De même, selon les estimations qui circulent sur le marché, il semble que la discipline ait joué à plein au sein de l’Opep+ puisque, concrètement, 8,6 mbj ont été retiré en mai dernier. Certes, l’objectif de 9,7 mbj n’a pas été totalement atteint mais la majorité des producteurs ont joué le jeu exception faite du Nigeria et de l’Irak, rappelés à l’ordre par leurs pairs. Il faut avoir en tête que dans les circonstances de réduction concertée de la production, l’Opep a toujours été surveillée de près, certains de ses membres s’affranchissant un peu trop vite de leurs quotas et de leurs promesses de réduction. Pour le mois de mai, l’Opep+ a démontré que la presque totalité de ses membres pouvait tenir ses engagements. Pour le marché, il s’agit d’un signal fort.

Le cas du Mexique

Il faudra néanmoins que l’Alliance traite rapidement le cas du Mexique. En avril dernier, ce pays a refusé la proposition qui lui était faite de réduire de 400 000 barils quotidiens sa production, n’acceptant une baisse que de 100 000 bj. En début de semaine, Mexico a aussi refusé que la première étape de l’accord d’avril soit prolongée en juillet.
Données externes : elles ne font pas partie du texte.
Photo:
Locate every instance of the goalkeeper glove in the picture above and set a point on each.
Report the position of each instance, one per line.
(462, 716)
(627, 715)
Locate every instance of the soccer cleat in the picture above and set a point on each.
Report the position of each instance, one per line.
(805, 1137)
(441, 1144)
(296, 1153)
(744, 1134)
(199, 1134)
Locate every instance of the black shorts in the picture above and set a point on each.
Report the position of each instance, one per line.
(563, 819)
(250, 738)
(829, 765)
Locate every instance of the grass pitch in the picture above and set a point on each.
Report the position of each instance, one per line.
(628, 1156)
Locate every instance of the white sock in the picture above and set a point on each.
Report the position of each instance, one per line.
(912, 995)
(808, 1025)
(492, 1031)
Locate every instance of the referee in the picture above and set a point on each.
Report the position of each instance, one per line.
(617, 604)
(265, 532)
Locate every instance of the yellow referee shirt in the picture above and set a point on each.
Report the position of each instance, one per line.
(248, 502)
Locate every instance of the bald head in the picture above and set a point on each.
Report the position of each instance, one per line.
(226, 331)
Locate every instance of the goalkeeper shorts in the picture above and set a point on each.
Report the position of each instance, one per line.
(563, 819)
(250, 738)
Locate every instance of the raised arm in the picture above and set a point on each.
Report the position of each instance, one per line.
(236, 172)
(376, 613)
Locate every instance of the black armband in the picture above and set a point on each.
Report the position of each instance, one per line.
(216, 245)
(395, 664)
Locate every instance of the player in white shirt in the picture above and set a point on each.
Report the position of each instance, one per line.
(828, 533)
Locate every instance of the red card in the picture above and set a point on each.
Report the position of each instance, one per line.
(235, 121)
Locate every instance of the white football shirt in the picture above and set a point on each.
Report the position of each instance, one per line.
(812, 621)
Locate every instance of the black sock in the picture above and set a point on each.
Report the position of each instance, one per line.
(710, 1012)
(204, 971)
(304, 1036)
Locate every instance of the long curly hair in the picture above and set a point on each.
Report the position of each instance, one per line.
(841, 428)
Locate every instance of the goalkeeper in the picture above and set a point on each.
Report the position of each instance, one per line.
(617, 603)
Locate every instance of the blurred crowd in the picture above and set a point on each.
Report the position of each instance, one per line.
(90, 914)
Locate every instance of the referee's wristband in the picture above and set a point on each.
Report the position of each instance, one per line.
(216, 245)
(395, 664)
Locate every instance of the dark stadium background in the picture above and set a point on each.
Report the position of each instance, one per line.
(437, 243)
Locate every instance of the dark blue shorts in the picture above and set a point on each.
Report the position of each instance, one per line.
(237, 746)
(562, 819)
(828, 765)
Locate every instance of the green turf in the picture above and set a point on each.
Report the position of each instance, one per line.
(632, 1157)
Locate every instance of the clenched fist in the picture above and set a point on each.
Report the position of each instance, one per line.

La prochaine réunion de l’Opep+ aura lieu le 1er décembre prochain. D’ici là, il faudra que ses membres déploient toute leur force de persuasion pour que le Mexique, producteur incontournable pour donner du poids à l’alliance, soit en parfaite cohésion avec ses partenaires.

(1) Pour l’Opep : Algérie, Angola, Arabie saoudite, Emirats arabes unis (EAU), Gabon, Guinée équatoriale, Irak, Iran, Koweït, Libye, Nigéria, République du Congo (RDC). Les dix membres associés à l’Opep dans l’Opep+ sont : Azerbaïdjan, Bahreïn, Brunei, Kazakhstan, Malaisie, Mexique, Oman ,Russie, Soudan et Soudan du Sud.

(2) « Après la guerre des prix entre pays producteurs :Pétrole, accord et désaccords », Le Monde diplomatique, Juin 2020.